La CNAV a mené plusieurs études pour analyser le visage des assurés qui profitent du départ anticipé pour longue carrière. Les résultats révèlent un changement progressif dans la sociologie des bénéficiaires.

De 2003 à 2010 : un cercle restreint, surtout masculin

Un an après sa création avec la réforme de 2003, le dispositif profitait avant tout aux hommes, ouvriers ou employés, ayant commencé à travailler très tôt, parfois avant 14 ans.

À l’époque, on observait une nette domination masculine (86 %). Les femmes représentaient seulement 14 % des départs anticipés, car il fallait justifier d’une carrière longue et continue, sans interruption majeure. Les cadres étaient peu concernés, logiquement : l’accès à une retraite avancée impliquait d’avoir débuté sa vie professionnelle très jeune, ce qui était rare dans les milieux les plus diplômés.

La grande majorité des bénéficiaires avaient des carrières sans coupure notable (près de 90 %). Pour 20 % d’entre eux, le décompte des périodes assimilées « réputées cotisées », service national ou maladie, a permis de franchir le cap.

De 2009 à 2011 : conditions durcies, demandes en chute

La réforme de 2010 a repoussé l’âge légal de départ de 60 à 62 ans, entraînant mécaniquement un relèvement des exigences pour celles et ceux visant un départ anticipé.

Conséquence directe : le nombre de demandes s’est effondré de 80 % en 2009 par rapport à l’année précédente (100 000 départs estimés en 2008, moins de 25 000 en 2009).

Les années suivantes ont connu un léger retour à la hausse, principalement du fait du report de départs (environ 40 000 en 2010 et 2011).

De 2011 à 2020 : accès facilité, hausse des bénéficiaires

Deux mesures majeures ont permis d’assouplir l’accès à la retraite anticipée pour longue carrière, avec un effet immédiat sur les statistiques :

  • Le décret n° 2012-847 du 2 juillet 2012 a étendu l’accès au dispositif (début d’activité possible jusqu’à 20 ans) et permis de comptabiliser davantage de trimestres (chômage, maternité).
  • Le décret n° 2014-350 du 19 mars 2014, issu de la dernière réforme, a encore élargi la liste des périodes assimilées.

Résultat : le nombre de bénéficiaires a bondi en 2012 (environ 87 000, soit +120 % par rapport à 2011).

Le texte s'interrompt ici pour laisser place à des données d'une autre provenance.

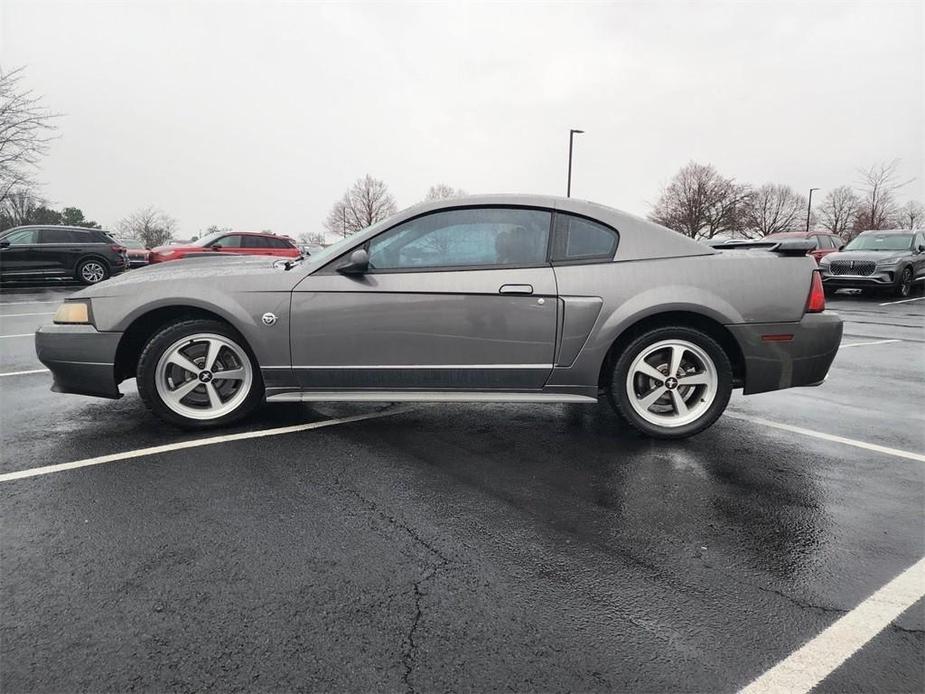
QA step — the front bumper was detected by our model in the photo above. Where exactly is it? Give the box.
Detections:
[726,313,842,395]
[35,325,122,398]
[822,268,896,289]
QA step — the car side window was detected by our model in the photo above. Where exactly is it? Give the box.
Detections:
[2,229,38,246]
[209,234,241,248]
[39,229,77,243]
[369,207,551,271]
[552,212,619,262]
[241,236,270,248]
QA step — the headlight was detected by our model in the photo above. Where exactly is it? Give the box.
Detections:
[52,301,90,325]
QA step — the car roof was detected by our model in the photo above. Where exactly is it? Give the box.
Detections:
[340,193,717,260]
[858,229,919,236]
[3,224,112,236]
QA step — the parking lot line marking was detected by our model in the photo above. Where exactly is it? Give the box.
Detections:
[726,412,925,463]
[0,407,415,482]
[838,340,902,349]
[0,311,55,318]
[0,369,48,377]
[878,296,925,306]
[740,559,925,694]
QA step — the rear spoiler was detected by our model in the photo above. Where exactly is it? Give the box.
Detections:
[707,239,816,255]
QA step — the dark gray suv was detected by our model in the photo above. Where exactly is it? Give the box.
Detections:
[0,226,128,284]
[819,229,925,296]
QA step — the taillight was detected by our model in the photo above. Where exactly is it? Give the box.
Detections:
[806,270,825,313]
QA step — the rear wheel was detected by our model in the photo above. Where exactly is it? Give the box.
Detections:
[895,267,912,297]
[137,320,263,429]
[609,327,732,439]
[76,258,109,284]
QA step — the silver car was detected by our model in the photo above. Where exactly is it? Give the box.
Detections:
[36,195,842,438]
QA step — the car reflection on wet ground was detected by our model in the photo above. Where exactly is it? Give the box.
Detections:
[0,288,925,692]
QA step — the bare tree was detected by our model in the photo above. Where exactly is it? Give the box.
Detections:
[0,67,57,203]
[118,205,177,248]
[649,161,750,239]
[742,183,806,237]
[896,200,925,229]
[324,174,398,236]
[299,231,324,246]
[854,159,912,231]
[816,186,861,239]
[424,183,466,201]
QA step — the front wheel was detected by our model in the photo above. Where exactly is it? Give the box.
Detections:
[608,327,732,439]
[77,258,109,284]
[896,267,912,297]
[137,320,263,429]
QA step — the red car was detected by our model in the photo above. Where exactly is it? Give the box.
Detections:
[148,231,300,263]
[762,231,845,265]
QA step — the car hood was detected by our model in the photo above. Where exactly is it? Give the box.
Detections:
[824,251,909,262]
[73,254,298,298]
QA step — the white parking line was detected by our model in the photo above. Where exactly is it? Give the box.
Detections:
[839,340,902,349]
[0,407,414,482]
[879,296,925,306]
[740,559,925,694]
[0,369,48,377]
[726,411,925,463]
[0,311,55,318]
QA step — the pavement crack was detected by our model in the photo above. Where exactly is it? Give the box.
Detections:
[890,622,925,634]
[334,477,450,694]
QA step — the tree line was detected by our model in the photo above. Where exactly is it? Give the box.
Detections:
[649,160,925,240]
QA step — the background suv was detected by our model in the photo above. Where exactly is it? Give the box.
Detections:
[148,231,301,263]
[762,231,845,263]
[0,226,128,284]
[819,229,925,296]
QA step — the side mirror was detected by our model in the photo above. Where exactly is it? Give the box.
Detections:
[337,248,369,275]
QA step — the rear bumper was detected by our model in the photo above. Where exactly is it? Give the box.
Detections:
[726,313,842,395]
[35,325,122,398]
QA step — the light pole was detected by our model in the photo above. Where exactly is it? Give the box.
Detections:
[565,130,584,198]
[806,188,819,234]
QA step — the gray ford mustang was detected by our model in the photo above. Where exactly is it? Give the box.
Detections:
[35,195,842,438]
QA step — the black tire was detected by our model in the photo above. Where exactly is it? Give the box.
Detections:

En 2013, près de 150 000 personnes en ont profité.

Ce mouvement a aussi rééquilibré la répartition hommes/femmes. À l’horizon 2030, les femmes devraient représenter 20 % des départs anticipés. Une avancée notable par rapport à la situation antérieure.

Reste que pour financer ces départs, les cotisations vieillesse ont été relevées : +0,5 point, réparti entre employeurs et salariés. Le coût global de ce dispositif, tous régimes confondus, atteignait 1,1 milliard d’euros en 2013, et près de 3 milliards d’euros en 2017.

Après 2020 : la fin progressive du privilège longue carrière ?

À partir des années 2020, le régime devrait perdre en attractivité et voir son nombre de bénéficiaires chuter.

Deux tendances pèsent lourd :

  • Le nombre de trimestres à valider augmente régulièrement pour les prochaines générations. La réforme de 2014 ajoute un trimestre nécessaire tous les trois ans. Ainsi, une personne née en 1955 doit totaliser 166 trimestres, contre 172 pour une personne née en 1972 ou après.
  • L’entrée dans la vie active est de plus en plus tardive. Les études longues, la multiplication des stages, les difficultés à décrocher un premier emploi rendent moins probable une carrière débutant avant 16 ou même 20 ans.

Par ailleurs, la santé financière des régimes de retraite reste fragile. De nouvelles réformes, durcissant encore les conditions de départ, sont dans les cartons.

Demain, la retraite anticipée pour longue carrière pourrait bien devenir l’exception, réservée à une poignée de travailleurs ayant bravé les aléas d’un marché du travail en mutation. Pour beaucoup, l’horizon d’un départ avant l’âge légal s’éloigne, et le paysage de la retraite continue de se redessiner, génération après génération.